What’s 38.5% of 120kg?

Does that sound tricky?

One of the wonderful benefits of being an educational consultant is the opportunity to work alongside and learn from hundreds of outstanding educators from around the world.

Recently, I spent some time with one such teacher in Sydney Australia by the name of Rojier Eliah, who attended my ‘Thinking for Learning’ workshop. As a Maths and Music teacher, Rojier is fascinated by the pedagogy and practice associated with building a culture of thinking, perhaps in part because it connects so seamlessly with his own pedagogical identity.

When it got to lunchtime, Rojier and I enjoyed a sandwich together, and amongst many other points of discussion, we got to talking about what a culture of thinking looks like in the Maths classroom.

And here’s the thing. In great Maths classrooms, it is not just through the use of specific thinking routines that powerful cultures of thinking are created.

Don’t get me wrong – great Maths teachers absolutely do use teaching routines. Some years ago, I witnessed an outstanding Year 12 Maths lesson where the teacher employed the thinking routine ‘See Think Wonder’ to amazing effect. Prior to her students’ arrival, this teacher had filled the whiteboard with a lengthy and complex mathematical proof that wouldn’t have seemed out place in the movie ‘Good Will Hunting’.

When the students filed in, the only instruction they received was that they were to See, Think and Wonder. What did they notice in the proof? What did they think about what they noticed? And what did it make them wonder? There followed one of the richest hours of mathematical discussion I have ever witnessed, as students looked closely, theorised, made connections, speculated, raised questions and wondered, first on their own, and then in the company of their teacher, who probed, pressed and complexified as discussions went on.

So . . . yes, thinking routines absolutely do support the development of a rich culture of thinking in the Maths classroom.

But, coming back to Rojier, the lesson he taught didn’t involve any particular thinking routine at all, but was undoubtedly informed by many different routines of thinking. One routine of thinking that clearly underpins everything that happens in Rojier’s classes is this: 'how do we use what we know to figure out what we don’t know?'

Take a look at this . . .

It’s an example of what happens in Rojier’s classroom when he teaches the skill of working out percentages without the use of a calculator. Take a close look.

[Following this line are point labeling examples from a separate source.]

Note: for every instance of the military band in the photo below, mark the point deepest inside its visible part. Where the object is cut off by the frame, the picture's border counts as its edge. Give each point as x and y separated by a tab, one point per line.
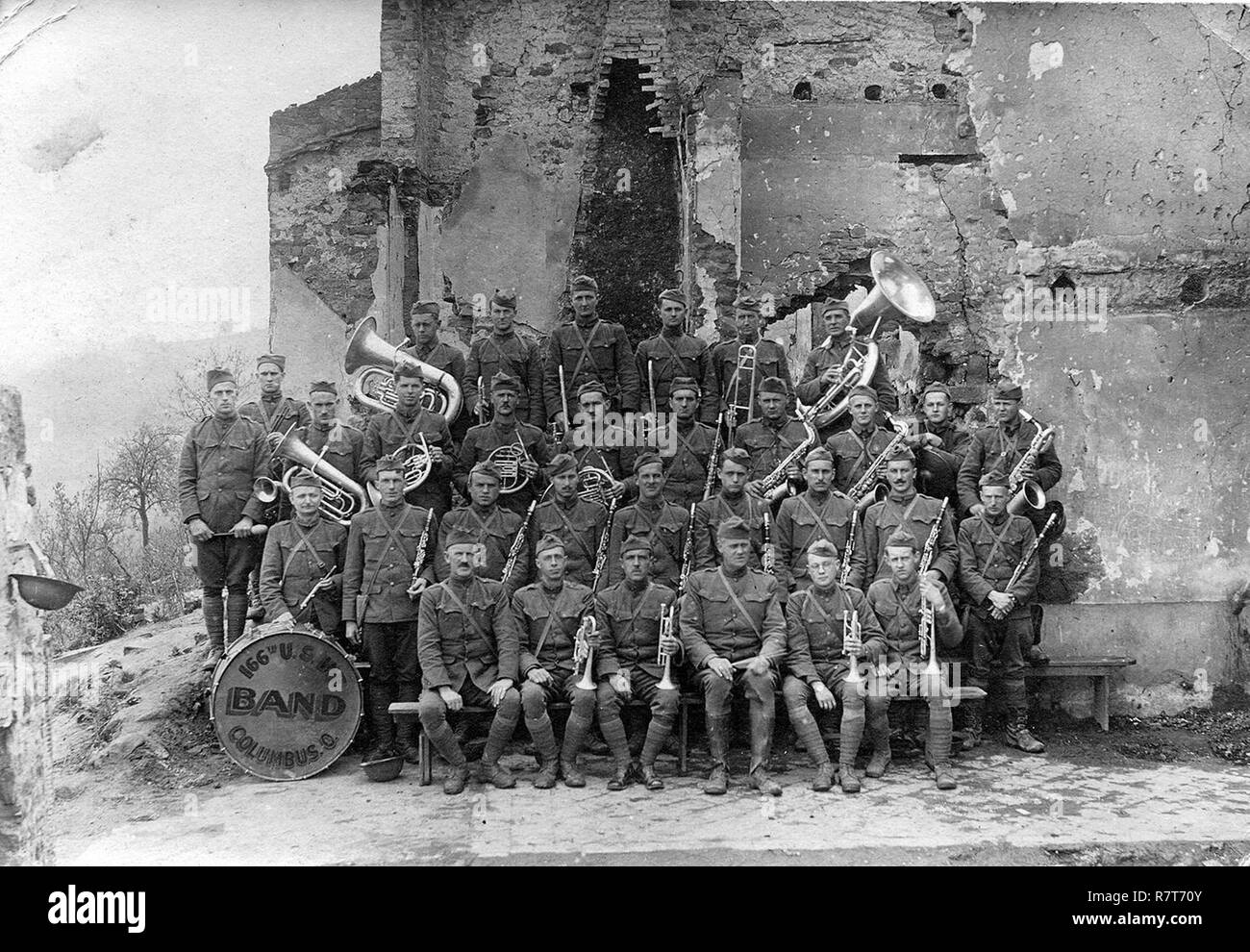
598	566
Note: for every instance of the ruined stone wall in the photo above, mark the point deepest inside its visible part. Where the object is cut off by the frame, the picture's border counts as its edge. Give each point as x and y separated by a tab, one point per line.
25	718
323	222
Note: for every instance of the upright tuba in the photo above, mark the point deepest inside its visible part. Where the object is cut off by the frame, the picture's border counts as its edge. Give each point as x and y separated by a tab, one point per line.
341	496
371	362
898	292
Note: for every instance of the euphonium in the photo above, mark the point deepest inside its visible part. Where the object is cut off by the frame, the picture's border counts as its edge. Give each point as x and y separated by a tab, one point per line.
341	496
898	291
583	651
371	363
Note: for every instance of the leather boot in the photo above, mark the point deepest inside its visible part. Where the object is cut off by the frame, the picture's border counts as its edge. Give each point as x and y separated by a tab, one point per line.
973	726
879	732
548	754
575	731
501	730
613	734
237	616
717	742
1017	734
938	746
215	622
762	746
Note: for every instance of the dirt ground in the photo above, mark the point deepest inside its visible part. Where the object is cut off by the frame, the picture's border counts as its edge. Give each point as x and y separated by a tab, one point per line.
140	777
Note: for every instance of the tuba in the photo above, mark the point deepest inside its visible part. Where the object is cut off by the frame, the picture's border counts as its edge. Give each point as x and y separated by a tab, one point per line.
371	362
341	497
898	292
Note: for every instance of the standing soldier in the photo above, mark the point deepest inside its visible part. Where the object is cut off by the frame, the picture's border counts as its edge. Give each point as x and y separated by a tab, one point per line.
734	635
940	446
654	518
817	513
671	355
423	342
223	456
576	522
301	570
467	646
505	430
771	437
549	614
899	602
505	351
1001	446
733	388
588	349
820	667
379	586
337	442
732	501
826	365
412	427
686	445
991	543
492	527
629	616
913	513
858	447
598	445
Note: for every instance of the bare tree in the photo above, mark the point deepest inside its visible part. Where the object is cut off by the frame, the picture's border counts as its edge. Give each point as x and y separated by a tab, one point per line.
188	399
141	476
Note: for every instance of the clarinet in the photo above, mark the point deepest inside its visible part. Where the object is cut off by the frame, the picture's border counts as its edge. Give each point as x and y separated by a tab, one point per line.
420	551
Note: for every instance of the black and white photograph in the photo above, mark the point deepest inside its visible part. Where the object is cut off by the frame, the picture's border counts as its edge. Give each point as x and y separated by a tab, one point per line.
626	434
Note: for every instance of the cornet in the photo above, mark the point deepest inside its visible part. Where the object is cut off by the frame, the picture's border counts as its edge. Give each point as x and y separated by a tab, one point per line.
371	363
584	651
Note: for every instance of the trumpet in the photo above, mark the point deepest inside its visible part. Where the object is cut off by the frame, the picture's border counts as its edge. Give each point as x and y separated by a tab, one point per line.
584	652
341	496
870	489
662	658
1029	492
371	362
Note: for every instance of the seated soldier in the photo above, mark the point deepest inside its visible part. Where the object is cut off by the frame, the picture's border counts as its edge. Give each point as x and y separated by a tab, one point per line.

Here’s another example. Can you work out what’s happening here?

You see, Rojier knows that for many students calculating 38.5% of 120kg seems, at least initially, a near-impossible task.

But once they approach this challenge with ‘How do we use what we know to figure out what we don’t know?’ in mind, Rojier’s students are empowered to work it out for themselves. And here’s the most powerful thing. It is his students who are doing the thinking, not him.

So . . . if 120kg is 100%, then we can work out 50% by halving, and 25% by halving again. And then . . . some students remember that we can calculate 10% by moving the decimal point one number to the left . . . and then 1% by doing the same thing again. And once we know 10% and 1% we can work out 5% and 0.5%, and from there, well . . . we can pretty much work out anything, including 38.5% of 120kg . . . And not only that, we see that there are many different ways to work that out . . . one by finding 30% and working our way up, and another by finding 40% and working our way down.

And through it all, Rojier is there alongside his students to press, push, probe and challenge, but never to do the thinking for them.

You see, in classrooms like Rojier’s, a culture of thinking is not something we do, but something we are. It’s never the case that “Today we’re doing a culture of thinking, but tomorrow we’ll be getting on with something else.” That’s the danger if we associate ‘being’ a culture of thinking just with the ‘doing’ of thinking routines.

Rojier’s classroom is a culture of thinking, both when he uses specific routines, and when he doesn’t, because for Rojier’s students, it is the thinking itself which has become routine.